Oregon officials say they are particularly proud of the improvement for students of color, who have for years experienced an achievement gap with their white peers.
"We are encouraged by the work underway to make our schools welcoming and effective for all students, which has contributed to better performance for those who have been historically underserved," said Acting Deputy Superintendent Colt Gill, the leader of the state education department, in a statement. "However, there is much more to be done to make sure all students have the tools and support necessary to reach graduation."
Hispanic and Latino students, for example, experienced a 7 percentage point jump in the last three years. Their graduation rate now stands at 72.5 percent, nearly on par with their white peers.
Black and Native American student groups continued to struggle on the whole. Graduation rates for those groups were the lowest at 67.6 percent and 59.1 percent, respectively. Asian students were the ethnicity with the highest graduation rate, at 88.9 percent. White students (66.5 percent of potential graduates) graduated at a 78 percent rate.
Girls are graduating at higher rates than boys, with 79.9 percent of female students getting a diploma in 2017, compared to 73.6 percent for boys. But the newest data set the state is now tracking seems to be the most indicative of trouble. Out of the nearly 4,000 high school seniors considered homeless, only half graduated on time.
On the bright side, there continues to be a correlation with graduating after career-technical education (CTE) classes. Even students with small amounts of these hands-on programs, such as wood shop and mechanics, seem to succeed. A student with just half a credit of CTE graduates at a rate of 86.3 percent; those who concentrate on CTE, with a full credit or more, graduated at 91.7 percent.
"Hands-on learning awakens students to the power of their own potential, and connects classroom with career," said Gov.
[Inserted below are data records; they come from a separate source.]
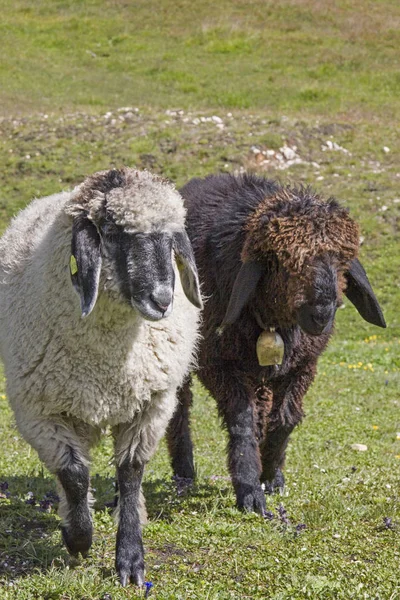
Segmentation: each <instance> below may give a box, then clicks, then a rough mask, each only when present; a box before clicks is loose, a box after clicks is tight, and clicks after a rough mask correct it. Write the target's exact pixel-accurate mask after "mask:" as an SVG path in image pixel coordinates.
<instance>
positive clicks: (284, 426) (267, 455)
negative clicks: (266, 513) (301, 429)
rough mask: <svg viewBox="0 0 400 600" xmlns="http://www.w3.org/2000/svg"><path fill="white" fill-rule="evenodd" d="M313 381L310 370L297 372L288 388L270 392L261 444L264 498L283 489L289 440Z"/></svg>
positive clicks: (261, 455) (302, 413) (298, 417)
mask: <svg viewBox="0 0 400 600" xmlns="http://www.w3.org/2000/svg"><path fill="white" fill-rule="evenodd" d="M312 379H313V373H312V370H310V371H306V372H300V373H299V374H298V375H297V377H293V378H292V379H291V380H290V383H289V385H285V383H281V385H279V384H278V385H276V386H275V389H273V402H272V410H271V412H270V414H269V416H268V423H267V431H266V435H265V437H264V439H263V441H262V442H261V444H260V451H261V462H262V473H261V481H262V483H263V484H264V486H265V491H266V493H267V494H272V493H273V492H274V491H276V490H280V491H282V490H283V488H284V485H285V479H284V476H283V473H282V469H283V466H284V464H285V454H286V448H287V445H288V442H289V436H290V434H291V433H292V431H293V429H294V428H295V426H296V425H297V424H298V423H299V422H300V421H301V419H302V417H303V397H304V394H305V393H306V391H307V389H308V387H309V385H310V383H311V381H312Z"/></svg>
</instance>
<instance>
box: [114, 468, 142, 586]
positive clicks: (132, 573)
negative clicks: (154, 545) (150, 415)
mask: <svg viewBox="0 0 400 600" xmlns="http://www.w3.org/2000/svg"><path fill="white" fill-rule="evenodd" d="M143 471H144V464H143V463H141V462H139V461H138V460H137V459H135V458H133V459H131V458H130V457H127V458H126V459H125V460H124V461H123V462H122V463H121V464H120V465H119V466H118V467H117V476H118V487H119V525H118V533H117V550H116V569H117V573H118V575H119V578H120V580H121V584H122V585H123V586H125V585H127V583H128V582H129V581H132V583H136V584H137V585H139V586H140V585H143V582H144V552H143V542H142V532H141V526H140V516H139V510H138V505H139V497H140V488H141V483H142V477H143Z"/></svg>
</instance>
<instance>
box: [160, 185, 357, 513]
mask: <svg viewBox="0 0 400 600" xmlns="http://www.w3.org/2000/svg"><path fill="white" fill-rule="evenodd" d="M181 194H182V196H183V197H184V199H185V203H186V208H187V230H188V234H189V238H190V240H191V242H192V246H193V250H194V253H195V258H196V262H197V266H198V270H199V276H200V281H201V284H202V292H203V294H204V297H205V298H206V302H205V307H204V313H203V324H202V331H201V333H202V336H203V337H202V342H201V345H200V352H199V360H198V365H199V367H198V370H197V376H198V378H199V379H200V381H201V382H202V383H203V384H204V386H205V387H206V388H207V389H208V390H209V392H210V393H211V394H212V395H213V396H214V398H215V399H216V401H217V405H218V410H219V413H220V415H221V417H222V419H223V422H224V425H225V426H226V428H227V430H228V433H229V444H228V465H229V469H230V473H231V477H232V482H233V485H234V488H235V492H236V497H237V504H238V506H239V507H240V508H243V509H245V510H254V511H256V512H259V513H261V514H264V513H265V510H266V508H265V506H266V505H265V496H264V491H263V488H262V485H261V484H264V487H265V489H266V491H267V492H272V491H273V490H274V489H276V488H281V487H282V486H283V483H284V479H283V475H282V471H281V469H282V467H283V465H284V460H285V450H286V446H287V443H288V439H289V435H290V433H291V431H292V430H293V428H294V427H295V425H296V424H297V423H299V421H301V419H302V416H303V398H304V396H305V394H306V392H307V390H308V388H309V386H310V384H311V383H312V382H313V380H314V377H315V374H316V367H317V361H318V357H319V356H320V355H321V353H322V352H323V350H324V349H325V347H326V345H327V343H328V341H329V338H330V336H331V334H332V332H333V317H332V321H331V322H330V323H329V326H328V327H327V328H326V329H325V330H324V332H323V333H321V334H320V335H308V334H307V333H305V331H303V329H301V328H300V327H299V324H298V312H297V311H298V309H299V307H301V306H302V305H304V303H307V302H309V303H310V306H312V303H313V301H314V299H315V298H314V296H315V295H316V294H319V297H323V296H324V294H328V296H329V293H330V291H329V290H328V291H327V290H325V287H326V286H325V282H326V281H329V282H330V287H331V288H332V289H333V298H330V297H328V300H329V301H330V300H332V303H333V304H334V309H333V316H334V310H336V306H337V305H338V304H340V302H341V294H342V293H343V292H344V291H345V289H346V284H347V282H346V278H345V273H346V269H347V268H348V266H349V263H350V261H351V260H353V259H354V258H355V257H356V256H357V252H358V245H359V231H358V227H357V225H356V224H355V223H354V222H353V221H352V220H351V218H350V217H349V215H348V213H347V211H346V210H345V209H343V208H341V207H340V206H339V204H338V203H337V202H336V201H335V200H329V201H327V202H325V201H323V200H321V199H320V198H319V197H318V196H317V195H316V194H314V193H313V192H312V191H311V190H309V189H306V188H299V189H292V188H283V187H281V186H280V185H278V184H277V183H275V182H273V181H269V180H267V179H264V178H259V177H256V176H251V175H244V176H240V177H233V176H230V175H221V176H210V177H207V178H205V179H203V180H200V179H194V180H192V181H190V182H189V183H188V184H187V185H185V186H184V188H183V189H182V190H181ZM248 261H255V262H256V263H257V264H258V265H261V266H262V269H263V275H262V276H261V278H260V280H259V281H258V283H257V287H256V290H255V293H253V294H252V295H250V298H249V301H248V302H247V303H246V305H245V306H244V307H243V310H241V313H240V316H239V317H238V318H237V320H236V321H235V322H234V323H233V324H231V325H228V326H226V327H225V328H224V329H223V331H222V333H221V332H220V331H219V327H220V325H221V323H222V322H223V320H224V316H225V313H226V311H227V307H228V303H229V299H230V296H231V292H232V289H233V287H234V284H235V280H236V277H237V275H238V273H239V271H240V270H241V267H242V265H243V263H246V262H248ZM327 287H329V286H327ZM269 327H275V328H276V329H277V331H278V332H279V333H280V335H281V336H282V338H283V340H284V343H285V354H284V360H283V363H282V365H280V366H279V367H275V366H271V367H261V366H260V365H259V363H258V360H257V355H256V342H257V339H258V337H259V335H260V333H261V332H262V331H263V330H265V329H267V328H269ZM179 400H180V404H179V407H178V411H177V413H176V415H175V417H174V418H173V420H172V421H171V424H170V426H169V430H168V442H169V448H170V452H171V456H172V465H173V469H174V473H175V475H177V476H179V477H185V478H193V477H194V469H193V455H192V445H191V440H190V431H189V426H188V416H189V412H188V411H189V407H190V403H191V393H190V389H189V383H187V384H186V385H185V386H184V387H183V389H182V390H181V392H180V398H179Z"/></svg>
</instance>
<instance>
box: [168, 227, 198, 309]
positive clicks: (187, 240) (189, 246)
mask: <svg viewBox="0 0 400 600" xmlns="http://www.w3.org/2000/svg"><path fill="white" fill-rule="evenodd" d="M173 248H174V252H175V259H176V264H177V266H178V270H179V275H180V278H181V283H182V288H183V291H184V292H185V295H186V297H187V299H188V300H190V302H191V303H192V304H194V306H196V307H197V308H203V301H202V299H201V293H200V284H199V275H198V273H197V267H196V262H195V260H194V255H193V250H192V245H191V243H190V240H189V238H188V236H187V234H186V233H185V232H183V231H178V232H177V233H174V238H173Z"/></svg>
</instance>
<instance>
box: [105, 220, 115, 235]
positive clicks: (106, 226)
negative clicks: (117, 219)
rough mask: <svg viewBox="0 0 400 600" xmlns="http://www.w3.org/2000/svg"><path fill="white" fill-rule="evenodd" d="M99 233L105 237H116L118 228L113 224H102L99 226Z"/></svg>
mask: <svg viewBox="0 0 400 600" xmlns="http://www.w3.org/2000/svg"><path fill="white" fill-rule="evenodd" d="M101 233H102V234H103V235H107V236H113V235H118V227H117V225H116V224H115V223H110V222H109V223H104V225H102V226H101Z"/></svg>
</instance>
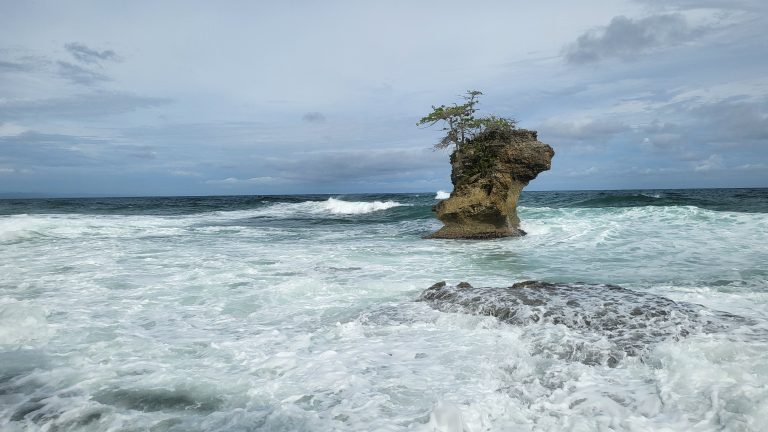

Kate Brown in a statement. "That kind of engagement helps students cross the stage at graduation and equips them for (their) next steps, whether that's college or a job. I am dedicated to ensuring that students, communities and districts have what they need for all students to graduate with a plan for their future."
Brown was criticized last year for not fully funding the requirement of Measure 98, which voters passed in 2016 to create an earmark for high school graduation boosters, like CTE programs. The budget passed by the Legislature only funded half of the cost, according to Measure 98 proponents Stand for Children.
Shasta Kearns Moore contributed to this story.